Yep, NameCheap's PrivateEmail service can do this.
 
Some mail servers allow a + to be added to a username to give much the same effect. So if your email is
[email protected], [email protected] will also go to that same mailbox, but the email client (Thunderbird) can filter on the +filter part to sort mail into different folders. This may help you get the same end result.

Fairly simple to test, just put a +blah at the end of your username and send yourself an email.
 
Some mail servers allow a + to be added to a username to give much the same effect. So if your email is
[email protected], [email protected] will also go to that same mailbox, but the email client (Thunderbird) can filter on the +filter part to sort mail into different folders. This may help you get the same end result.

Fairly simple to test, just put a +blah at the end of your username and send yourself an email.

My "hired" one is the other way 'round:

One could do:

IMTS2000@sales.<example>.<net>

IMTS2020@sales.<example>.<net>

Note the extra "dot" and the "@" shifted one element to the left?

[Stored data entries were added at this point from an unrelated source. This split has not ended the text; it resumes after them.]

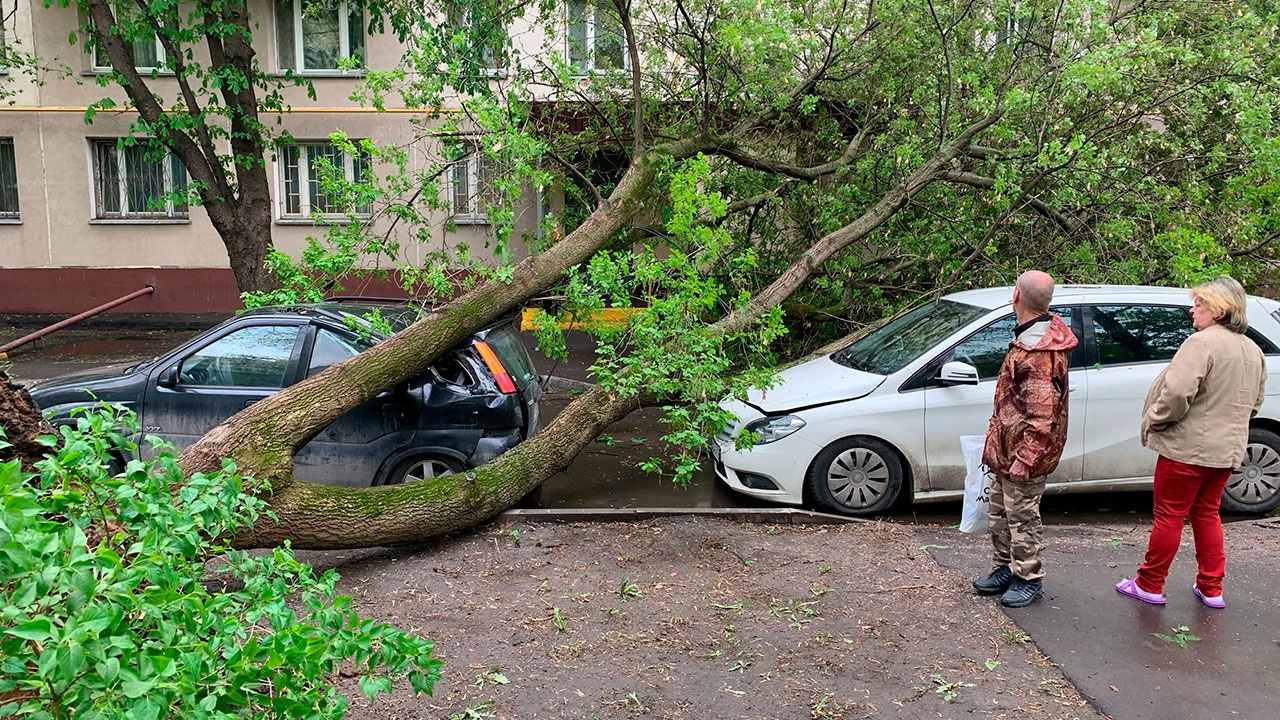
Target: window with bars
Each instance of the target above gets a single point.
(132, 182)
(318, 36)
(472, 187)
(480, 39)
(595, 39)
(8, 181)
(144, 45)
(302, 194)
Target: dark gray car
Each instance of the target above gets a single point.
(475, 402)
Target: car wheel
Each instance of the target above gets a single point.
(1255, 486)
(421, 468)
(855, 477)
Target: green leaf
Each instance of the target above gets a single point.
(137, 688)
(39, 629)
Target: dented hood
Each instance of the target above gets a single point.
(813, 383)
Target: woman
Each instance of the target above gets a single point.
(1197, 418)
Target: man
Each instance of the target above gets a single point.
(1025, 438)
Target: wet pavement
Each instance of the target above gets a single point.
(1104, 642)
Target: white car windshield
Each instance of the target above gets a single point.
(897, 342)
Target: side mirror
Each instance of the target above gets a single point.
(169, 377)
(958, 374)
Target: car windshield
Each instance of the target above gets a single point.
(897, 342)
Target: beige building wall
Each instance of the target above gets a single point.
(58, 231)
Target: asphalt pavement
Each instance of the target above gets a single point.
(1109, 646)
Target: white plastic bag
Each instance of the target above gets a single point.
(977, 486)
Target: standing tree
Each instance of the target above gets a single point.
(192, 73)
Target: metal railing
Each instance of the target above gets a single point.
(72, 320)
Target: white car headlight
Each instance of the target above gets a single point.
(769, 429)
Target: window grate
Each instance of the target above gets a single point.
(8, 181)
(302, 191)
(132, 183)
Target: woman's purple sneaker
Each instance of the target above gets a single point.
(1210, 600)
(1132, 589)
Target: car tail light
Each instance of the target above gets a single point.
(504, 383)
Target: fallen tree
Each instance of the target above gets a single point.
(919, 146)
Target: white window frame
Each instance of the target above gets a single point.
(13, 215)
(300, 41)
(462, 19)
(172, 213)
(593, 31)
(161, 57)
(305, 214)
(476, 196)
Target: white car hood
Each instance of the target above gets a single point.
(817, 382)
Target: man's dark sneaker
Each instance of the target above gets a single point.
(1022, 593)
(996, 582)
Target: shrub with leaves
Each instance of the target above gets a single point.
(109, 609)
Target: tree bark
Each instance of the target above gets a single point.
(242, 215)
(330, 518)
(22, 424)
(283, 423)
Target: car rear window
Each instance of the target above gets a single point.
(508, 349)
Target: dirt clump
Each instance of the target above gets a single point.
(698, 618)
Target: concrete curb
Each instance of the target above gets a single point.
(775, 515)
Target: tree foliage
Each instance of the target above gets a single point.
(764, 177)
(112, 611)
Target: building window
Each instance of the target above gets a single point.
(8, 181)
(319, 36)
(479, 39)
(144, 45)
(471, 186)
(131, 182)
(595, 39)
(302, 174)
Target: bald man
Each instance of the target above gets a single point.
(1025, 438)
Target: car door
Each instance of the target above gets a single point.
(1130, 345)
(351, 449)
(206, 384)
(951, 411)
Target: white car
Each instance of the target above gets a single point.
(880, 420)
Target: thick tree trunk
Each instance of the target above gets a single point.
(325, 516)
(264, 437)
(22, 424)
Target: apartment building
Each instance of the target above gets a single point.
(80, 218)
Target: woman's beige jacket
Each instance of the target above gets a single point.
(1198, 409)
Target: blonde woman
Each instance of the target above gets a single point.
(1197, 418)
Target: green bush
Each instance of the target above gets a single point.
(108, 610)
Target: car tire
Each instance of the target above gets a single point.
(1255, 486)
(423, 466)
(856, 475)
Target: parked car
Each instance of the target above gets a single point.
(880, 420)
(464, 410)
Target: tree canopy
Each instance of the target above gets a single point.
(750, 172)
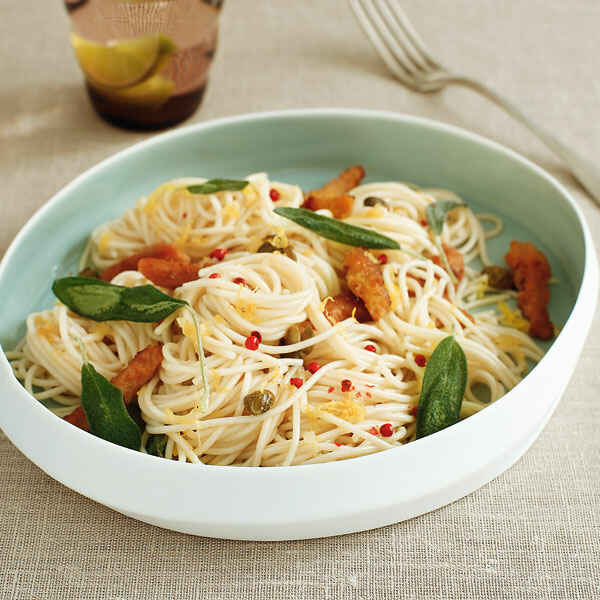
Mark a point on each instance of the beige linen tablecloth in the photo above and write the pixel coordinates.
(531, 533)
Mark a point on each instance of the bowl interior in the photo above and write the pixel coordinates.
(306, 149)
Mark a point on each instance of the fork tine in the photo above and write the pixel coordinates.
(401, 40)
(372, 26)
(411, 34)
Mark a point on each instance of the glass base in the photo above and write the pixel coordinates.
(129, 116)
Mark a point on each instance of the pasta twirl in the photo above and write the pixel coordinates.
(367, 374)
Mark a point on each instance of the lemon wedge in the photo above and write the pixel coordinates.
(151, 92)
(119, 64)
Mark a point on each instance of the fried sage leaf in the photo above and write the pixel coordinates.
(336, 230)
(443, 388)
(217, 185)
(105, 410)
(102, 301)
(156, 444)
(436, 214)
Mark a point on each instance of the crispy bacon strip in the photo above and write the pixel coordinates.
(167, 273)
(342, 306)
(164, 251)
(334, 194)
(531, 276)
(140, 370)
(365, 279)
(455, 258)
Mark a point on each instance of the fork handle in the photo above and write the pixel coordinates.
(583, 170)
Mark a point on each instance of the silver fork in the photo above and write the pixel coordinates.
(402, 50)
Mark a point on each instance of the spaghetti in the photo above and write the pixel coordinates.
(360, 394)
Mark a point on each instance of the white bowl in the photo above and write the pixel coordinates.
(314, 500)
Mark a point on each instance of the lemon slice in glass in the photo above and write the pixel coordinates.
(117, 64)
(153, 91)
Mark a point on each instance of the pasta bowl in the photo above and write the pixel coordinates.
(304, 147)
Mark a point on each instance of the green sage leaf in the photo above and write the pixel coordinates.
(436, 214)
(443, 388)
(336, 230)
(217, 185)
(102, 301)
(105, 410)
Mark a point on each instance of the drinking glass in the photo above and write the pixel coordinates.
(145, 62)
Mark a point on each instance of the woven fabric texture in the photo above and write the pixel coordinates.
(532, 533)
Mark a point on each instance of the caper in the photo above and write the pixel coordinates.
(298, 333)
(267, 247)
(373, 201)
(259, 402)
(89, 272)
(292, 335)
(499, 278)
(306, 331)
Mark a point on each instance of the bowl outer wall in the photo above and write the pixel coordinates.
(312, 500)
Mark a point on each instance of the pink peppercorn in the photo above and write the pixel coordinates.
(386, 430)
(252, 342)
(218, 253)
(421, 360)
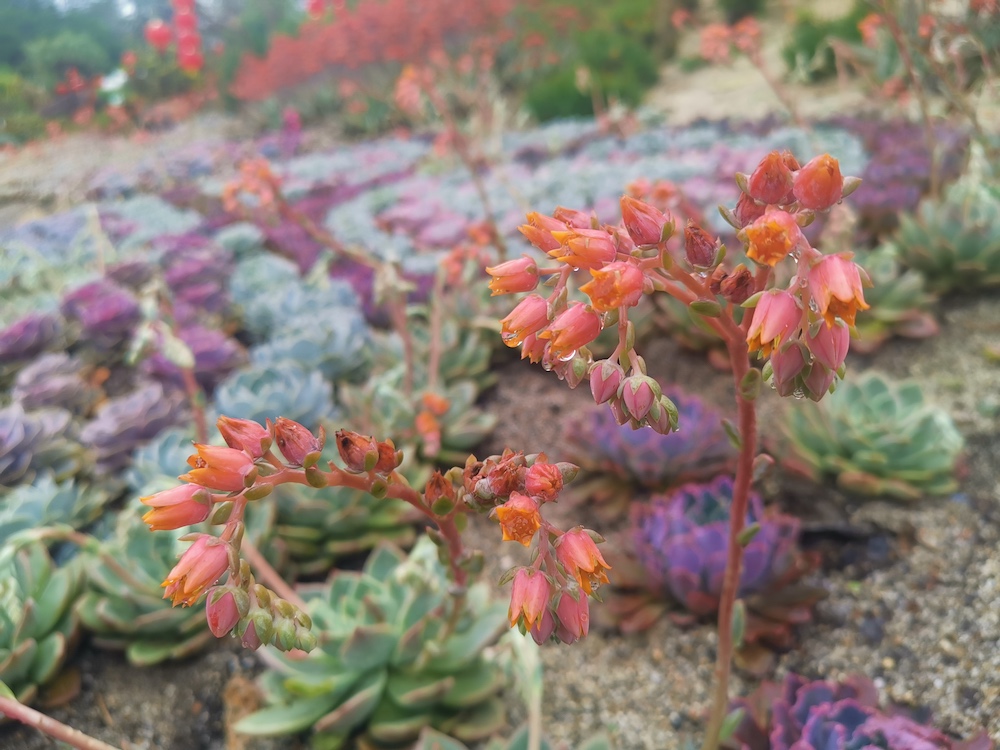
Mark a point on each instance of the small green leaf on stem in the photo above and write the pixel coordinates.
(739, 623)
(730, 724)
(746, 536)
(750, 384)
(731, 432)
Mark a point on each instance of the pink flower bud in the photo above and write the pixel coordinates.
(819, 184)
(605, 378)
(543, 481)
(643, 222)
(297, 444)
(576, 326)
(177, 507)
(771, 181)
(529, 597)
(638, 394)
(520, 275)
(830, 344)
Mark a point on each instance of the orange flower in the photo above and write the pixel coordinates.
(835, 286)
(519, 518)
(772, 237)
(617, 284)
(581, 558)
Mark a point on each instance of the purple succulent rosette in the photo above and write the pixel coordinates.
(106, 313)
(215, 356)
(823, 715)
(29, 337)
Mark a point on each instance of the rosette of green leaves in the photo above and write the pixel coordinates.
(876, 437)
(38, 625)
(899, 302)
(285, 389)
(392, 659)
(954, 241)
(46, 502)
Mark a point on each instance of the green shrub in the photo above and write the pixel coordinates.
(735, 10)
(50, 58)
(808, 54)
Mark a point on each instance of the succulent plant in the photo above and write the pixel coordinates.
(284, 389)
(123, 423)
(32, 441)
(899, 303)
(38, 625)
(216, 355)
(954, 242)
(46, 502)
(433, 740)
(390, 662)
(333, 340)
(679, 542)
(318, 527)
(55, 380)
(876, 437)
(29, 337)
(826, 715)
(618, 461)
(106, 313)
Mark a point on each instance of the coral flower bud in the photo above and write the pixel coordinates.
(771, 182)
(225, 469)
(529, 597)
(747, 210)
(819, 184)
(585, 248)
(245, 435)
(617, 284)
(835, 287)
(830, 344)
(201, 565)
(543, 481)
(580, 557)
(530, 316)
(772, 237)
(775, 319)
(519, 518)
(605, 377)
(699, 247)
(644, 223)
(520, 275)
(221, 610)
(177, 507)
(577, 326)
(297, 444)
(358, 452)
(574, 617)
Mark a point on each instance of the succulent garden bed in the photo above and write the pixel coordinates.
(268, 326)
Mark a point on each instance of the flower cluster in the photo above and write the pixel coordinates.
(549, 597)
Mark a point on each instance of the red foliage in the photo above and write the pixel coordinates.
(374, 31)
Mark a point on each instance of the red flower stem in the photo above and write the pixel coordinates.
(747, 426)
(28, 716)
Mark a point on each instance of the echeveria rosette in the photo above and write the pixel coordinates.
(621, 460)
(106, 313)
(679, 542)
(825, 715)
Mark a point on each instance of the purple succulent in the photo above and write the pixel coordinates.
(825, 715)
(54, 380)
(106, 312)
(621, 459)
(215, 356)
(29, 336)
(124, 423)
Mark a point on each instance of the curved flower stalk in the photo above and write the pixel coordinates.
(801, 330)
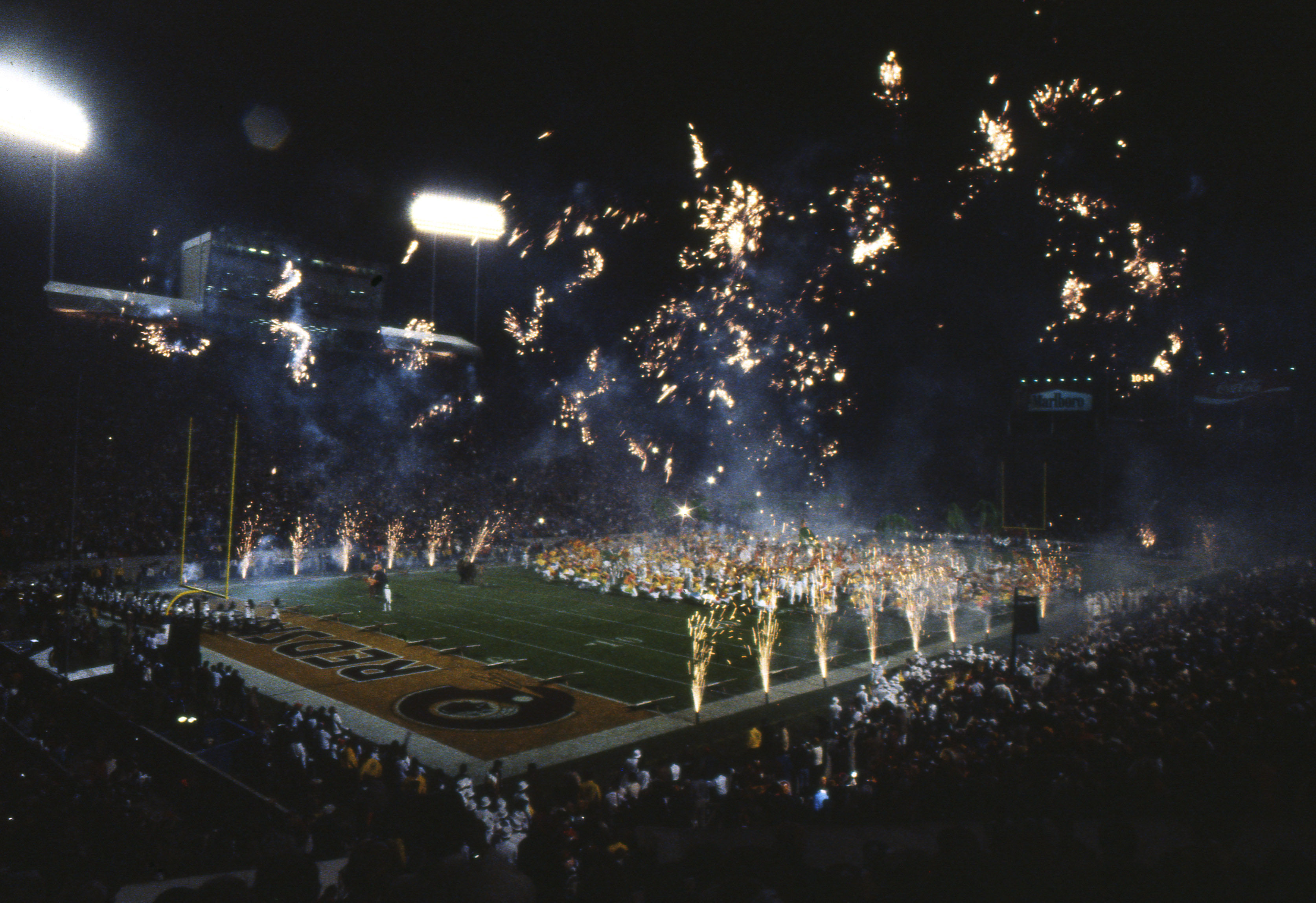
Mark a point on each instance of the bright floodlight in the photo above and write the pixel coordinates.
(35, 111)
(444, 215)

That sort of structure (more than one style is supported) has to work with potentially ANY other MTA on-planet. Not just the end-luser's mail host.

So the Wizard doing the server configuration needs to be aware of what will or will not work (it is all documented) and work "everywhere". not just on his OWN server as it parses RCPT phase info.

At least a substring having to be a valid user, not random, it works well-enough.